Le nettoyage a remis aux normes 69% des échantillons non conformes

Le nettoyage effectué, combinant criblage et aspiration, a permis de diminuer significativement la teneur en alcaloïdes des échantillons. Cependant, près de 6 % des échantillons nettoyés dépassaient encore la limite réglementaire, l’échantillon le plus contaminé atteignant 99,6 μg/kg après extraction des graines de datura et nettoyage de l’échantillon. Begemann et al. (2021) a démontré qu’une manipulation imitant les mouvements des grains lors de transports et manutentions successives d’un lot de millet contenant des graines de datura contribuait à augmenter sa contamination en alcaloïdes une fois les graines de datura enlevées, en raison d’une abrasion des graines de datura pendant la manipulation des grains. Dans ce même travail, l’attrition des graines de datura provoquée par le nettoyage par criblage des échantillons s’est traduite par une perte de masse des graines de datura de 6,6 à 6,8 % corroborant cette possibilité d’une contamination par des poussières de graines de datura contenant des alcaloïdes et susceptibles d’adhérer au maïs même après nettoyage. Toutes les parties de D. stramonium contenant des alcaloïdes, on ne peut non plus exclure une contamination invisible par de la sève lors de la récolte.

CE QU’IL FAUT RETENIR
• Le nettoyage est efficace pour éliminer les graines de datura (99,97% des graines supprimées). Mais il ne permet pas systématiquement d’éliminer toutes traces d’alcaloïdes
• Dans le cas d’alcaloïdes résiduels (hors graines de datura), le nettoyage présente une efficacité significative avec une réduction moyenne de 4,11µg/kg (pour une teneur moyenne sans nettoyage de 10,13 µg/kg) et la remise aux normes près de 70% des échantillons non conformes.
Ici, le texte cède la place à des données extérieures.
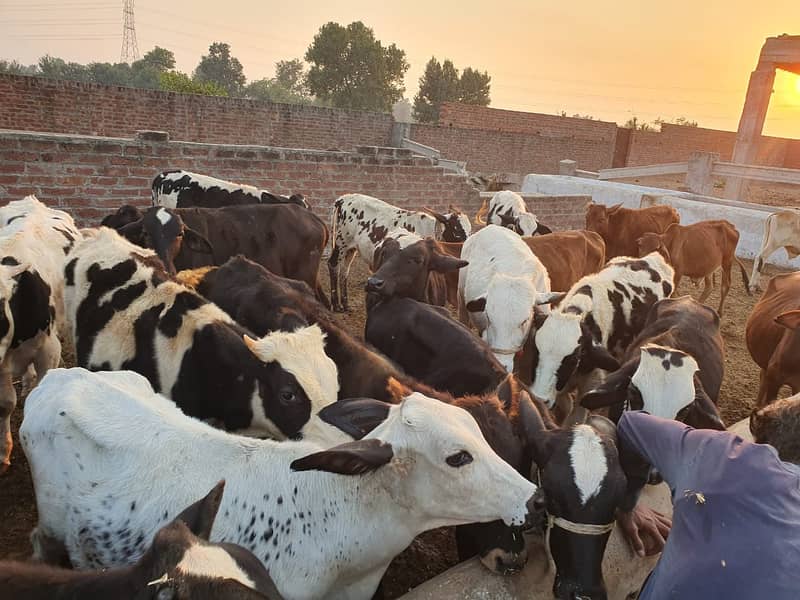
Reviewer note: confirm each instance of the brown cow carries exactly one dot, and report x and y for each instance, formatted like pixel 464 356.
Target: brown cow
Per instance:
pixel 697 251
pixel 772 337
pixel 621 227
• L’efficacité du nettoyage est d’autant plus élevée que la teneur en alcaloïdes résiduels sans nettoyage ET la teneur en impuretés sont élevées.
• La manipulation des lots de maïs contenant des graines de datura pourrait contribuer à enrichir le lot en alcaloïdes résiduels en raison d’une abrasion des graines de datura. Le rôle de la sève dans cette contamination reste encore à quantifier.